SIKI DURDUĞUNU SÖYLÜYOR
Peki ne oldu? Banka tavanı aşağı çekerken neden ortalama faizi değiştirmedi? Bankanın ‘sıkılıktan’ anladığı ve de kamuoyuna işaret ettiği yer de burası; ortalama fonlama faizinin ya daha yavaş düşürmek, ya da değiştirmemek. Banka, dünkü toplantı özeti açıklamasında ilk kez hizmet enflasyonu ve iş gücü maliyetlerindeki artışa işaret ederek ‘sıkı durduğunu’ söylüyor; “Son aylarda işlenmemiş gıda fiyatlarının olumlu seyri ve çekirdek enflasyon eğilimindeki iyileşmeye bağlı olarak enflasyonda belirgin bir düşüş gözlenmiştir. Bununla birlikte, hizmet enflasyonundaki ve birim işgücü maliyetlerindeki gelişmeler likidite politikasındaki sıkı duruşun korunmasını gerektirmektedir.” Birim iş gücü maliyeti olarak işaret edilen çok açık: Yılbaşında yapılan yüzde 30’luk asgari ücret artışı. Geçen aylarda yıllık yüzde 9’ların üzerinde seyreden çekirdek enflasyon nedeniyle ‘sıkı durduğunu’ söyleyen banka, şimdi hizmet enflasyonu ve birim iş gücü maliyetindeki artışını gösteriyor.
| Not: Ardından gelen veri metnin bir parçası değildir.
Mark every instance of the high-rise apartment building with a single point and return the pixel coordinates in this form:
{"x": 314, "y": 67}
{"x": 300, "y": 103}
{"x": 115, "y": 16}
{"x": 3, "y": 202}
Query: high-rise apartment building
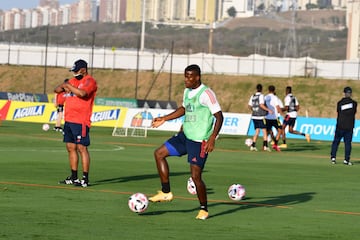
{"x": 353, "y": 24}
{"x": 49, "y": 3}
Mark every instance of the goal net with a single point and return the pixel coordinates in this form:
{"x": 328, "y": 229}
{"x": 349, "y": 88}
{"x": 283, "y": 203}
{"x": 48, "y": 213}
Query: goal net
{"x": 135, "y": 126}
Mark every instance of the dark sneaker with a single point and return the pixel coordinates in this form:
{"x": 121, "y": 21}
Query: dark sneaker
{"x": 69, "y": 181}
{"x": 83, "y": 183}
{"x": 347, "y": 163}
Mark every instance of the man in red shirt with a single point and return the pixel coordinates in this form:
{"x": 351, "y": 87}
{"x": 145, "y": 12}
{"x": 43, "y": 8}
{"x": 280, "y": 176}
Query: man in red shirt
{"x": 80, "y": 95}
{"x": 59, "y": 104}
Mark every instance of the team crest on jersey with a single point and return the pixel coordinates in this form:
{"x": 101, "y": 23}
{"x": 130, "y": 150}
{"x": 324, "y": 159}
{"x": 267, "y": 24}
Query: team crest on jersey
{"x": 53, "y": 116}
{"x": 29, "y": 112}
{"x": 105, "y": 115}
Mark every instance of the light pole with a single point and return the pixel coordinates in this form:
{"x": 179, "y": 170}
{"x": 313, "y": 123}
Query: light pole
{"x": 143, "y": 27}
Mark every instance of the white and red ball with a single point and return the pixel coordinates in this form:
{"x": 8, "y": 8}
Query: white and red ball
{"x": 191, "y": 186}
{"x": 46, "y": 127}
{"x": 138, "y": 202}
{"x": 236, "y": 192}
{"x": 248, "y": 142}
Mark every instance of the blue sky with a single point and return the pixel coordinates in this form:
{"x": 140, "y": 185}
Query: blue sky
{"x": 25, "y": 4}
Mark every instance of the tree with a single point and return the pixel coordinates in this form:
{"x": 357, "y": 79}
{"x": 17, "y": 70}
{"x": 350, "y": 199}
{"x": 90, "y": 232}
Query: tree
{"x": 232, "y": 12}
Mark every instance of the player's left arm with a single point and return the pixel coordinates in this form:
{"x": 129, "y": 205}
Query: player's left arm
{"x": 86, "y": 90}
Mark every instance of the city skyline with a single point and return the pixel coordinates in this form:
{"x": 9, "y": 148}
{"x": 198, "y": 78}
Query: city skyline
{"x": 26, "y": 4}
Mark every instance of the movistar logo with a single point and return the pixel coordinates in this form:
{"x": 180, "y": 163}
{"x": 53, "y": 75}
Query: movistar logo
{"x": 53, "y": 116}
{"x": 29, "y": 112}
{"x": 105, "y": 115}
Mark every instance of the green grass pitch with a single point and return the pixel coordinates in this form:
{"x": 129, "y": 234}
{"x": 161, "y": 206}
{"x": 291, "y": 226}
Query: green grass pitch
{"x": 293, "y": 194}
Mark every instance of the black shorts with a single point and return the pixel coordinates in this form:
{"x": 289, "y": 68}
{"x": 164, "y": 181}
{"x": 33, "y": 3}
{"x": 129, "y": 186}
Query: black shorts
{"x": 259, "y": 123}
{"x": 179, "y": 145}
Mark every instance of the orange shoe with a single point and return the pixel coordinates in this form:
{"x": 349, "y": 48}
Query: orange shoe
{"x": 162, "y": 197}
{"x": 202, "y": 215}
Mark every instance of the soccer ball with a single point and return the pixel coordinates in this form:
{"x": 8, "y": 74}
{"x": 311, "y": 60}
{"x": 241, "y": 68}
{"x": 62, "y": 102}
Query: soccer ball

Ama her nasılsa her iki gerekçede de tavan faizi kesmeye devam ediyor.
Ama aynı zamanda da yatırımcıyı koşar adım uzaklaştıracak nitelikleri olan, hukukun ‘tabutuna çivi çakacak’ tasarılar gündeme alınmıştı. Özellikle yargısal düzenlemelere dair tasarıların, Türkiye ekonomisine derin hasarlar yaratabilecek potansiyeli olduğunu görmek gerekiyor.
Bunlardan biri, Danıştay ve Yargıtay düzenlemelerini içeren bir tasarının Meclis’e sunulması, diğeri de kayyumluk kurumunun yeniden düzenlemesine dair çalışmalar. Yüksek yargının sıfırlanması demek olacak bu girişimle; zaten çökmüş bulunan güçler ayrılığı, Anayasal güçlerin yürütme egemenliğinde bütünleştirilmesiyle sonuçlanacak. Giderek liyakat ve kurumsal çerçeveyi kaybeden bu yapıdaki bir yargı, ülkemizi hukukun üstünlüğünden daha fazla uzaklaştıracak.
Yüksek mahkemelere dair bu düzenlemeler yanında, Ceza Yasası’nda yapılacak değişiklikle, mahkemelerce yapılan kayyum atamalarının kapsamı genişletiliyor. Son dönemde tanık olduğumuz hali ile özel mülkiyet haklarına el koyan ve ticari yapıları küçülten, pazardaki konumunu tahrip eden sonuçlar ortada. Politik şemsiye altındaki özel mahkemelerle, bir çeşit ‘özel cezalandırmaya’ uzanan tablolar, bu düzenleme ile çok fazlasıyla sergilenebilecek.
Özellikle de kayyum atamalarının Sermaye Piyasası Kanunu’nun 110. maddesini de kapsayacak hale getirilmesi, ekonomiye büyük bir risk getirecek; sonuçları sadece potansiyel olarak siyasetçilerin ‘karşısına düşen’, onların suyuna gitmeyen şirketlerle sınırlı kalmaz, mevcut keyfi yönetim sicili ile Türkiye’den sermaye kaçışına kapı açabilecek kadar ciddi sonuçları olabilecek bu düzenleme. Politik şemsiye altındaki özel mahkemeler eliyle, keyfi biçimde ‘gözünün üzerinde kaşın var’ bahaneleri ile şirketlere kayyum atanabilir hale gelecek. Hatta yakın örneklerden gördüğümüz gibi, partili kayyum bile atanabilir. Mevcut deneyimlerin ışığında, yeterince korkutucu.